Le deuxième exemple nous vient du Comté du Kent, au Royaume-Uni, et a été lancé en 1996. Le dernier rapport stratégique sur la politique de réduction des déchets, publié en 2008, fixe les objectifs suivants en matière de compostage : détournement de 18 500 tonnes de bio-déchets, vente de 103 000 composteurs d’ici 2012 et au moins 150 conseillers en compostage actifs. L’évaluation menée fin 2010 a donné les résultats suivants : 34 % des habitants pratiquent le compostage domestique, 200 conseillers en compostage ont été accrédités et 70 000 composteurs vendus.

L’implication des acteurs en amont du projet et l’identification des cibles (écoles) expliquent le succès de ces actions, qui bénéficient également de caractéristiques urbaines favorables (jardins) et de la collaboration avec des réseaux nationaux (WRAP, etc.). Afin d’inciter la population locale à pratiquer le compostage domestique, le Comté du Kent a utilisé les instruments suivants :
  • Restrictions en matière de collecte : arrêt de la collecte des déchets verts, obligeant les habitants à choisir entre le compostage domestique ou l’apport volontaire en centre de recyclage.
  • Composteurs subventionnés pour les habitants et gratuits pour les écoles. 
  • Formation des conseillers en compostage : formation de 48 heures, les participants pouvant ensuite compter sur le soutien du réseau des conseillers en compostage.
  • Information fournie dès la phase de conception et de mise en oeuvre (distribution de fiches d’information, invitations par e-mail, publicités à la radio, animations sur le terrain, spectacle de théâtre dans les écoles et suivi des écoles).

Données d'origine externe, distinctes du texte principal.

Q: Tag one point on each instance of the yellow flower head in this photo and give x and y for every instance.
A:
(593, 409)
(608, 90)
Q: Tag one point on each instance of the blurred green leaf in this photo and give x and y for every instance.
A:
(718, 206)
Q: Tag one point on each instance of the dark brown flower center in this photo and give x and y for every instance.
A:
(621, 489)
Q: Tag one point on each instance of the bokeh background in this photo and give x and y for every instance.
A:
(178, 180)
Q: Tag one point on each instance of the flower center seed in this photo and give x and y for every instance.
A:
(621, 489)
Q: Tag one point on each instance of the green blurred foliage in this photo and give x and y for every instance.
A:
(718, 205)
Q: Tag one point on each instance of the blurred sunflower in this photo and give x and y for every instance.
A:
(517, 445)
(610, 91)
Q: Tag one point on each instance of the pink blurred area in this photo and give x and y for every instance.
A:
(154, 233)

Distribution de composteurs dans la région de Porto

Enfin, le projet « Terra a Terra » lancé en 2007 par le Lipor (Portugal) vise à distribuer 10 000 composteurs à des ménages, écoles, institutions et entreprises, assortis d’une prestation d‘assistance et de formation, et promouvoir la réduction des déchets et la qualité de vie. Plus de 6 200 composteurs ont ainsi été distribués entre 2007 et 2011.

Les personnes désirant recevoir un composteur gratuit doivent remplir un formulaire de demande, être âgées de plus de 18 ans et habiter une maison avec jardin située sur la zone du projet ou travailler dans une entreprise disposant d’un jardin et située dans cette même zone.  Les composteurs sont attribués à l’issue d’une formation gratuite. Les instruments utilisés comprennent, entre autres, un formulaire de demande, des aides (pour les composteurs), des formations, des outils de communication (notamment le site internet www.hortadaformiga.com), ainsi que des visites de suivi des composteurs.

Consultez l’inventaire complet pour en savoir plus sur ces fiches de cas et sur les autres bonnes pratiques Miniwaste.

Focus partenaire : Irstea/Cemagref

Lipor

Chaque numéro de la newsletter de Miniwaste se focalise sur l’un des cinq partenaires du projet (Rennes Métropole, l’ACR+, Lipor, Brno et le Irstea/Cemagref). C’est maintenant au tour de l’Irstea (ex-Cemagref) de se retrouver sous les feux des projecteurs.

Irstea, ex-Cemagref, est un établissement public de recherche en sciences et technologies sous la double tutelle du Ministère de la Recherche et du Ministère de l’Agriculture. L’Irstea a pour principales missions de mener, appliquer, coordonner et soutenir à court et moyen terme, de sa propre initiative ou à la demande du gouvernement, toute recherche en sciences et technologies liée à la gestion durable des terres, notamment agricoles et naturelles, et de leurs ressources. Le statut de centre de recherche de l’Irstea permet de valoriser les résultats techniques et scientifiques et apporte de la crédibilité au projet.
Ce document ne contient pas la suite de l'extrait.